М. Тэн усиливает эту картину обобщениями, забрызганными бесчисленными кроваво-красными деталями английской жизни и характера. Английская раса — самая воинственная в Европе, самая грозная в битве, самая нетерпеливая к рабству. «Английские дикари» — вот что называет их Челлини; и большие голяшки говядины, которыми они наполняют себя, питают силу и свирепость их инстинктов. Чтобы закалить их основательно, институты работают в том же русле, что и природа. Нация вооружена. Каждый человек — солдат, обязанный иметь оружие в соответствии со своим положением, упражняться по воскресеньям и праздникам. Государство напоминает армию; наказания должны внушать ужас; идея войны присутствует всегда. Такие инстинкты, такая история поднимают перед ними с трагической суровостью идею жизни; смерть близка, раны, кровь, пытки. Прекрасные пурпурные плащи, праздничные одежды, в других местах знаки веселости ума, запятнаны кровью и окаймлены черным. Повсюду суровая дисциплина, топор наготове для каждого подозрения в измене; «великие люди, епископы, канцлер, принцы, родственники короля, королевы, протектор, стоящий на коленях в соломе, окропили Тауэр своей кровью; один за другим они проходили мимо, вытянув шеи; герцог Бекингем, королева Анна Болейн, королева Екатерина Говард, граф Суррей, адмирал Сеймур, герцог Сомерсет, леди Джейн Грей и ее муж, герцог Нортумберленд, граф Эссекс, все на троне или на ступенях трона, в высших рангах чести, красоты, юности, гения; от яркой процессии не осталось ничего, кроме бессмысленных туловищ, изуродованных нежной милостью палача».

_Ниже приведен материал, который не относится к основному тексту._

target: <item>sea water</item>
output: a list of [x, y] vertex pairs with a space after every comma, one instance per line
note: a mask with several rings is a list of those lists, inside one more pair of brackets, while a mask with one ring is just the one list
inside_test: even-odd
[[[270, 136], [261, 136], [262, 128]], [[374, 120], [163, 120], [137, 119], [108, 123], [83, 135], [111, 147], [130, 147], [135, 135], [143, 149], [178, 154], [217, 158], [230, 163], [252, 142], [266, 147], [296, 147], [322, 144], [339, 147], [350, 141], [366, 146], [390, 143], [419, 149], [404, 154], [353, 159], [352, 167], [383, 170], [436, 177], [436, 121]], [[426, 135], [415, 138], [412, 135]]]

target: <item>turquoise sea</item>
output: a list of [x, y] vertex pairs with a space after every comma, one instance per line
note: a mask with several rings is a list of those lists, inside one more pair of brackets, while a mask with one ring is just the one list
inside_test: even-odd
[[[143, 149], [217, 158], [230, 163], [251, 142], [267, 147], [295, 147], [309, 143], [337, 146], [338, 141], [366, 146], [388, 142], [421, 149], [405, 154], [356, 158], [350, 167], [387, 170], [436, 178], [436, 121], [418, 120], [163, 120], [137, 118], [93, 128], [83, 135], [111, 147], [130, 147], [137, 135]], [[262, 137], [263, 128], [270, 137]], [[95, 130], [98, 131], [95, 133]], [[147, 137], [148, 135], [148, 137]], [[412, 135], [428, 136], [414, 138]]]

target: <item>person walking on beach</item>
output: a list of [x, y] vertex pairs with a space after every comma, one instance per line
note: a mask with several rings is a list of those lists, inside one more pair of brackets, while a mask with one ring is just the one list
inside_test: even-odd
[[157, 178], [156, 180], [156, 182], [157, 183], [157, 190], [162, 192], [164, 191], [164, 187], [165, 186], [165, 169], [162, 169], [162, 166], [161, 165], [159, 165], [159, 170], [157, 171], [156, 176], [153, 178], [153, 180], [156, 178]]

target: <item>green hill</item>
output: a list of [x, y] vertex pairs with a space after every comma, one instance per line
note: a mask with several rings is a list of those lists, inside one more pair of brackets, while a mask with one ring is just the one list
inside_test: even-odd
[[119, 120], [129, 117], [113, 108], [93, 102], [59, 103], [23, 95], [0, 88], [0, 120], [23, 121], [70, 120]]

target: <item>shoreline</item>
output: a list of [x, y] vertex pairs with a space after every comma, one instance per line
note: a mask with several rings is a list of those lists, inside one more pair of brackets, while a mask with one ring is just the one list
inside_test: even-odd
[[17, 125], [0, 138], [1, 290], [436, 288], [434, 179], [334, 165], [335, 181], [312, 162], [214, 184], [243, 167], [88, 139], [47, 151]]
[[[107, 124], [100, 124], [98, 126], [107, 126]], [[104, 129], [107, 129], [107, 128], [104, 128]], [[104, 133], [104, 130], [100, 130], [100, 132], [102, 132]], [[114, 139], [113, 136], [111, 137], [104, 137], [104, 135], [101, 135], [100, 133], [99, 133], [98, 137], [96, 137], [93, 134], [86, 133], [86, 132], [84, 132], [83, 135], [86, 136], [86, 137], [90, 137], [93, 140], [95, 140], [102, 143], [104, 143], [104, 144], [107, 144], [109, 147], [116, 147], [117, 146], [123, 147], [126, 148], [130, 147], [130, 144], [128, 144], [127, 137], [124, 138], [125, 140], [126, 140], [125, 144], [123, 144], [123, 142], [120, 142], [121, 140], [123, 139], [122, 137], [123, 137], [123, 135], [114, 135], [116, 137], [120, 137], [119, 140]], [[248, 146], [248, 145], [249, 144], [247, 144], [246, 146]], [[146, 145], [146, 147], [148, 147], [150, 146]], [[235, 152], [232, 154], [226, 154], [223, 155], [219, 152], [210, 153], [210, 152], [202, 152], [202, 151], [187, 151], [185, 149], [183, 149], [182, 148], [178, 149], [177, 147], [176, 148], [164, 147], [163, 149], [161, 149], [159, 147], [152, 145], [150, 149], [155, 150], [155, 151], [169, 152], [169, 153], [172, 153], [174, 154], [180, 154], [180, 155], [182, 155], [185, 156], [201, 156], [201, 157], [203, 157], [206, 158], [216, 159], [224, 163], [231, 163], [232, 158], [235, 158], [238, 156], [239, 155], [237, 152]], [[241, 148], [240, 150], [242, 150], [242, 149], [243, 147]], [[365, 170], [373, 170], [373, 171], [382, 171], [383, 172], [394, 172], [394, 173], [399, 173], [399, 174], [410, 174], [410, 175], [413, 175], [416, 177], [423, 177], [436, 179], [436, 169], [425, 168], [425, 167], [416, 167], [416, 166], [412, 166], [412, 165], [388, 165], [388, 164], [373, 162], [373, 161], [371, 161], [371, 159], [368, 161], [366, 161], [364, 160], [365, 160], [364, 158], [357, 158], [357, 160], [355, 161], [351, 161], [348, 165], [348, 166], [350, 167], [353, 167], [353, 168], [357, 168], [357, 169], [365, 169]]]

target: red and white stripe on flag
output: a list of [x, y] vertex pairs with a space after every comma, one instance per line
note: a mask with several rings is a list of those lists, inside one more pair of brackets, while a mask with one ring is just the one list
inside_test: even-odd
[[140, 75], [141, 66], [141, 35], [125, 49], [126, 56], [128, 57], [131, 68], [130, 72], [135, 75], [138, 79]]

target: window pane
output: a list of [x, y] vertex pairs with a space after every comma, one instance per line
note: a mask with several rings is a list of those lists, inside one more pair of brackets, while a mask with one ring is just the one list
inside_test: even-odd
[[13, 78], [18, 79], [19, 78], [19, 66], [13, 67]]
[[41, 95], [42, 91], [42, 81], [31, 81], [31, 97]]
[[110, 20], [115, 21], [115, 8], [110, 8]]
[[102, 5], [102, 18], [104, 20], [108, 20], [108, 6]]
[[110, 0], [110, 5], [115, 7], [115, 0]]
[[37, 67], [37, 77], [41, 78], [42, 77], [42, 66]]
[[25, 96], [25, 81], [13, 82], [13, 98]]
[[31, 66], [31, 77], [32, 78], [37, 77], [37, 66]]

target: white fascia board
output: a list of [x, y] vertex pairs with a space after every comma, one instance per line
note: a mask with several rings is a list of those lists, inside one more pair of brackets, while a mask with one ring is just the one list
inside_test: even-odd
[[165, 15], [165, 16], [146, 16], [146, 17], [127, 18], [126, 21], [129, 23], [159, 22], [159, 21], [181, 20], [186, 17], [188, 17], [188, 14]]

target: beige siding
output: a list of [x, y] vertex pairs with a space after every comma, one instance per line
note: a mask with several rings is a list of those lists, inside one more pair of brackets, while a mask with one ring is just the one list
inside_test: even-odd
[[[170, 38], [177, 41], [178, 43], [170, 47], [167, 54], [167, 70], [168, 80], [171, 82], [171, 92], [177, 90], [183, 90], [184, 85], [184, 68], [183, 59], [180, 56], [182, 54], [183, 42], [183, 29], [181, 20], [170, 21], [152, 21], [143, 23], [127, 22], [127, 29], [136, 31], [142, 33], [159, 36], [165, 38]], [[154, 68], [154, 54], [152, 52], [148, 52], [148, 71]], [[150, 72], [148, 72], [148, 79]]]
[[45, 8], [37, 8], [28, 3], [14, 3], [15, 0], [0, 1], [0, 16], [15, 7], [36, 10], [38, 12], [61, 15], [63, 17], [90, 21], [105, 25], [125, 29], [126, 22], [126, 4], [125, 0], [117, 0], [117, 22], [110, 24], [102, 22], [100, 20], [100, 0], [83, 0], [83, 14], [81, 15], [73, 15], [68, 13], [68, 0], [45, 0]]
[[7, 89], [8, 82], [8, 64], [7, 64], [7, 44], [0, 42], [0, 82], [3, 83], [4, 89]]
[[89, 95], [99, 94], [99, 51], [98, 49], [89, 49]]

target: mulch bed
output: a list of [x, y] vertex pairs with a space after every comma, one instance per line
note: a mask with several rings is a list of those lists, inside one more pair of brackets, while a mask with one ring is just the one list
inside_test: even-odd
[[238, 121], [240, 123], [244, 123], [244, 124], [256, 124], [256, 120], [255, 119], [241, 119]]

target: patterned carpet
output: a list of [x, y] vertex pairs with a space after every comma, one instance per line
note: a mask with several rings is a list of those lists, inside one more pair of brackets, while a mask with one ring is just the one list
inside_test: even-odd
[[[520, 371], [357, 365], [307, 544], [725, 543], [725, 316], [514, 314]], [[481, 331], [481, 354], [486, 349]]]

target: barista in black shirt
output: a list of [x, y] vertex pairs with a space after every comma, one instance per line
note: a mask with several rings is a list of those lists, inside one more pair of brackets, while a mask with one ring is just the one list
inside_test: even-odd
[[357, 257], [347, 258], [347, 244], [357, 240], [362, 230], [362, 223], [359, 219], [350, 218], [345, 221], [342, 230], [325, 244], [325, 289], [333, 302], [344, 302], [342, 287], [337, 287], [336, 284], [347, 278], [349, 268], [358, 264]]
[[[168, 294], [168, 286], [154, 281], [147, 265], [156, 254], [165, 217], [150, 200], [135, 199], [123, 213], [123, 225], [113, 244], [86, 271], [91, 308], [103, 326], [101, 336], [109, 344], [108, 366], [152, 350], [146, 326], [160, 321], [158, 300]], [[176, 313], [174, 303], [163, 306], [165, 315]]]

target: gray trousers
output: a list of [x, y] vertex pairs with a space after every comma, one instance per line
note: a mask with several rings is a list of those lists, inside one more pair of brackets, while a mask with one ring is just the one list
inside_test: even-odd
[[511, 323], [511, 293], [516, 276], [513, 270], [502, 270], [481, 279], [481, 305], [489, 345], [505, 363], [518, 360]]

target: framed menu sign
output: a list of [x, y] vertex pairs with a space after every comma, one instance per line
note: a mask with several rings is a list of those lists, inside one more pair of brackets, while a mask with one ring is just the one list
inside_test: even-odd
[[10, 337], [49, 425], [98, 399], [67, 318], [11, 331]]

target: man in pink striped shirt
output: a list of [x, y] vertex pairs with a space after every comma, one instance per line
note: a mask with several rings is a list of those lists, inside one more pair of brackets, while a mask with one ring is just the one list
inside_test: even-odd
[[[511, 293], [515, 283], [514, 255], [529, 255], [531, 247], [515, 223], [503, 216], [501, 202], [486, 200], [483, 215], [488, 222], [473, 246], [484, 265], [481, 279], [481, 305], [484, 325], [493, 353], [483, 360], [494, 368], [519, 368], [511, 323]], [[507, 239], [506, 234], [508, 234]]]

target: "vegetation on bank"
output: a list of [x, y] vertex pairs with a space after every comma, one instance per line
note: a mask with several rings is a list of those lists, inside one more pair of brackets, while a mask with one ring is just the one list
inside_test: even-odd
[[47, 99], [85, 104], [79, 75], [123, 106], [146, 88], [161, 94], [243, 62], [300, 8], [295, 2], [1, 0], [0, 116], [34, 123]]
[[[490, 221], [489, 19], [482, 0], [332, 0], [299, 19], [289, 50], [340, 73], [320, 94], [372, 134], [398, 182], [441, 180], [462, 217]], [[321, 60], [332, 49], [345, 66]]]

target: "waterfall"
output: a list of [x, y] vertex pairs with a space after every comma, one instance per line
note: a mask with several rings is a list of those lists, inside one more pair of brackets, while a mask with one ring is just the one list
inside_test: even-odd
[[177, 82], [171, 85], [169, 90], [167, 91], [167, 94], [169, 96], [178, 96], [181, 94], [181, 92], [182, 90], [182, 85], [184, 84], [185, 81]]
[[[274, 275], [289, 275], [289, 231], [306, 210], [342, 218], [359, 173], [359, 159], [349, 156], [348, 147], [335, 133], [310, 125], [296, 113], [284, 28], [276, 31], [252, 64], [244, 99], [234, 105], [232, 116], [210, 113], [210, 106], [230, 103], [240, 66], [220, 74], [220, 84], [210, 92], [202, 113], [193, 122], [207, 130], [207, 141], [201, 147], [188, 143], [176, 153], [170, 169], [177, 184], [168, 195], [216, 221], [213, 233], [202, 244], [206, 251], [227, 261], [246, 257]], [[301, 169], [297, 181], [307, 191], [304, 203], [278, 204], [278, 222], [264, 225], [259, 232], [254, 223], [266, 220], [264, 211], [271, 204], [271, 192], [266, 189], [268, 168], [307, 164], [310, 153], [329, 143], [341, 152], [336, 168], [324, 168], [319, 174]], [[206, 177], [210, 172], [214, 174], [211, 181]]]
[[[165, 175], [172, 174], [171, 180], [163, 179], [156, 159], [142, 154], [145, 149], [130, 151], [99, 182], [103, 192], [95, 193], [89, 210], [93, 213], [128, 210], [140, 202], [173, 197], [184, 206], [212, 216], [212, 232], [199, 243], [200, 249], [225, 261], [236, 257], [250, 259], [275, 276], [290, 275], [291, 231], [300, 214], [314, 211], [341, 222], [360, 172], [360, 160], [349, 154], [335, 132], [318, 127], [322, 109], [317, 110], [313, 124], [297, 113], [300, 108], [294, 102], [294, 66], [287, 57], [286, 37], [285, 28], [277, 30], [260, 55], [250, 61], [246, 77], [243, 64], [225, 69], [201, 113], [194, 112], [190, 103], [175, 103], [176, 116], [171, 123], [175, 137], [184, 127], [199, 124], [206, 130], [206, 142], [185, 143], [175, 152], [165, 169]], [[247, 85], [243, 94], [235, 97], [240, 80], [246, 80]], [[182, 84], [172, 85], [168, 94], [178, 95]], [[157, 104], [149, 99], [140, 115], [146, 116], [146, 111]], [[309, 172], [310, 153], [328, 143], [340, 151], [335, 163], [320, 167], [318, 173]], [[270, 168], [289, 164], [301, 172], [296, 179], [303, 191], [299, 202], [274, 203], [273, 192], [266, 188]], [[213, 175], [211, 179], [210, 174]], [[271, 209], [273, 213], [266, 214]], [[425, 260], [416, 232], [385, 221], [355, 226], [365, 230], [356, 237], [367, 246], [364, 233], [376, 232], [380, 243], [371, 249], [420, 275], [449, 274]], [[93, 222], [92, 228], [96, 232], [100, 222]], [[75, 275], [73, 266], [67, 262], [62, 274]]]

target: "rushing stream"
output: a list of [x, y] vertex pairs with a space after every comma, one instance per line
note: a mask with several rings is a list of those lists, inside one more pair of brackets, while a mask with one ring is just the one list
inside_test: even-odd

Виселица стоит у дорог, головы предателей и преступников скалятся на городских воротах. Скорбные легенды множатся, кладбищенские призраки, ходячие духи. Вечером, перед сном, в огромных загородных домах, в бедных хижинах люди говорят о карете, которую видят запряженной безголовыми лошадьми, с безголовыми кучерами и возницами. Все это, с безграничной роскошью, необузданным развратом, мраком и весельем рука об руку. «Угрожающий и мрачный туман окутывает их разум, как их небо, и радость, как солнце, пронзает его и их сильно и с интервалами». Весь этот бунт страстей и безумие энергичной жизни, это безумие и печаль, в которых жизнь — призрак, а судьба гонит так безжалостно, Тэн находит на сцене и в литературе того периода.

Чтобы воздать ему должное, он находит кое-что еще, что могло бы дать ему намек на врожденную прочность английской жизни в ее тысячах милых домов, нечто от той великой силы моральной устойчивости, посреди всего насилия и избытка страстей и действий, которая делает нацию благородной. «В противовес этой группе трагических фигур», которые М. Тэн выстраивает из драм, «с их искаженными чертами, наглыми лицами, воинственными позами, стоит отряд (говорит он) робких фигур, нежных прежде всего, самых грациозных и достойных любви, которых человеку было дано изобразить. У Шекспира вы встретите их в Миранде, Джульетте, Дездемоне, Вирджинии, Офелии, Корделии, Имогене; но они изобилуют и в других; и это характеристика расы — поставлять их, как и драмы — представлять их. По странному совпадению, женщины здесь больше женщины, мужчины больше мужчины, чем где-либо еще. Две природы идут к своей крайности — в одной к смелости, духу предприимчивости и сопротивления, воинственному, властному и неотесанному характеру; в другой к сладости, преданности, терпению, неистребимой привязанности (отсюда счастье и сила брачных уз), вещи, неизвестной в далеких странах, и во Франции особенно, женщина здесь отдает себя, не отступая, и полагает свою славу и долг в послушании, прощении, обожании, желая и притворяясь только таять и поглощаться ежедневно все глубже и глубже в том, кого она свободно и навсегда выбрала». Это старый немецкий инстинкт. Душа в этой расе одновременно примитивна и серьезна. Женщины склонны следовать благородной мечте, называемой долгом. «Таким образом, поддерживаемые невинностью и совестью, они привносят в любовь глубокое и прямое чувство, отрекаются от кокетства, тщеславия и флирта; они не лгут, они не притворны. Когда они любят, они не пробуют запретный плод, а связывают себя на всю свою жизнь. Так понятая, любовь становится почти святой вещью; зритель больше не хочет быть злобным или шутить; женщины думают не о своем счастье, а о счастье любимых; они стремятся не к удовольствию, а к преданности».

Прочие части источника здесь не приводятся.